Two ‘gross failures’ of temporary nurses contributed to the deaths of disabled women in the nursing home
Two temporary nurses whose “gross failures” contributed to the death of a disabled woman were allowed to continue working in a care home because they “knew the residents well,” a coroner has heard.
Rachel Johnston, 49, had all of her teeth surgically extracted at Kidderminster Hospital on October 26, 2018 due to severe decay, which left her in pain and struggling to eat.
Despite being happy and “singing” to herself upon her discharge, Miss Johnston fell asleep on the journey back to Pirton Grange Care Home, near Pershore, Worcestershire, and never regained consciousness.
Rachel Johnston, 49, (pictured) had all of her teeth surgically extracted at Kidderminster Hospital on October 26, 2018
Pasqueline Gill, quality assurance manager for Holmleigh Homes, said both nurses had been referred to the NMC in February and “ prior to that, it was assumed it would be the agency’s responsibility to refer. ”
She died on November 13, 2018, 10 days after her livelihood was cut off, with her mother by her side (Rachel Johnston pictured with her mother)
She died two weeks later after her family decided to withdraw the livelihood.
In an inquest conducted last month, senior coroner David Reid concluded that “gross failures” by two nurses in the nursing home amounted to failure to provide basic medical care, which contributed to Miss Johnston’s death.
Mr. Reid concluded that after surgery, nurses Sheeba George and Gill Bennett had not routinely checked Miss Johnston’s pulse, heart rate, and blood oxygen levels, and then made their mistakes worse by not receiving “emergency medical care.”
He said, “I’m afraid in either case the outage was so severe, so total, and complete – so clearly not just any simple mistake – that it can only be described as a gross failure.”
But during the final act of the hearing – postponed to Friday due to a lack of availability of witnesses – the inquest heard that the agency’s two nurses had been allowed to continue working from home.
Despite the nurses telling the nursing home manager in a 2018 lessons learned review that they had not conducted baseline observations, until February 2021 – more than two years later – no one had referred them to the nursing and Midwifery Council (NMC) professional body. ). .
The care home manager, Jane Colbourn, who gave testimony, said that following Ms. Johnston’s death, six policies had been put in place involving staff training and audits, with the existing rules ‘tightened up’ and a new clinical manager was appointed to supervise the nursing staff.
Mrs. Colbourn said, “We had the policy in place and they (the nurses) knew they had to follow the policy.

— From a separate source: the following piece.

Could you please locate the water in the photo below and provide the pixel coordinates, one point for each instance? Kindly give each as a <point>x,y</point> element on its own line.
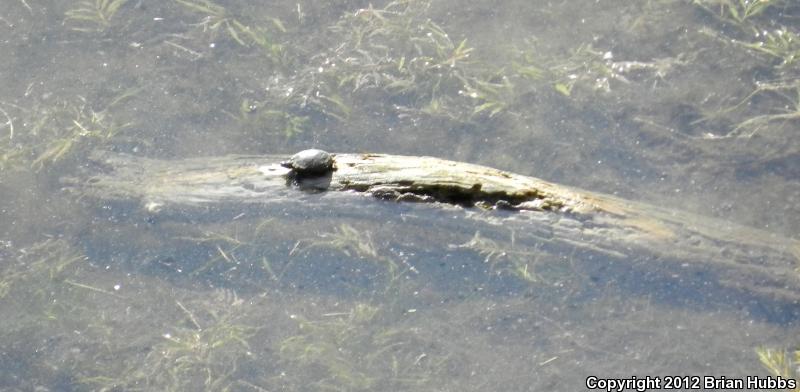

Lizanne Gumbel QC, on behalf of Mrs. Johnston’s family, asked the manager: ‘But what nurse (Sheeba) George said, when I asked her,’ Does it make a difference now that there is a protocol, ‘she said,’ A protocol is very just sense – I knew how to do those things as a certified nurse anyway ‘.
“So policy making is not going to solve the problem, to the extent that individual nurses ignored those basic medical care, right?”
Mrs. Colbourn replied, “No.”
To keep the nurses on, the manager said, “They were regular nurses who knew those residents well and it’s better to have those nurses than other nurses who don’t know the other 34 residents at all.”
Miss Gumbel asked, “Did you think it appropriate that nurses whose level of care was so low, so dangerous, should continue to care for your other patients just because they knew them?
“It seems extraordinary that you would leave other patients at that risk.”
Mrs. Colbourn replied, “I personally didn’t feel like they were in danger.”
Mr. Reid was informed that the nurses were finally referred to the NMC by the owner of the Holmleigh Homes nursing home on February 23 of this year.
Miss Johnston, who suffered brain damage after contracting meningitis as a baby, was asleep for 42 hours before the staff raised the alarm and the paramedics took her to the hospital.
It was not until 2 p.m. on Sunday, October 28 that the staff called 999 and called an ambulance.
By the time she arrived at Worcestershire Royal Hospital, scans showed she had suffered an irreversible hypoxic brain injury.
She died on November 13, 2018, 10 days after her life support was turned off, with her mother by her side.
Pasqueline Gill, quality assurance manager for Holmleigh Homes, said both nurses had been referred to the NMC in February and “ before that it was assumed it would be the agency’s responsibility to refer, ” or the NHS.
Ms. Gill told the coroner, “I can’t answer why they stayed employed and kept using (the house) them.”
In conclusion, Mr. Reid said, “I am not satisfied that there are sufficiently robust policies and procedures that can ensure that, if there are sufficiently serious concerns about a nurse’s behavior, a disciplinary procedure is put in place.”
The coroner ordered a future death prevention report to Holmleigh Homes, saying it was “ concerning ” that the nurses had not been reported to the NMC before February.
A health watchdog inspection in November 2019 rated Pirton Grange as ‘good’ for care overall.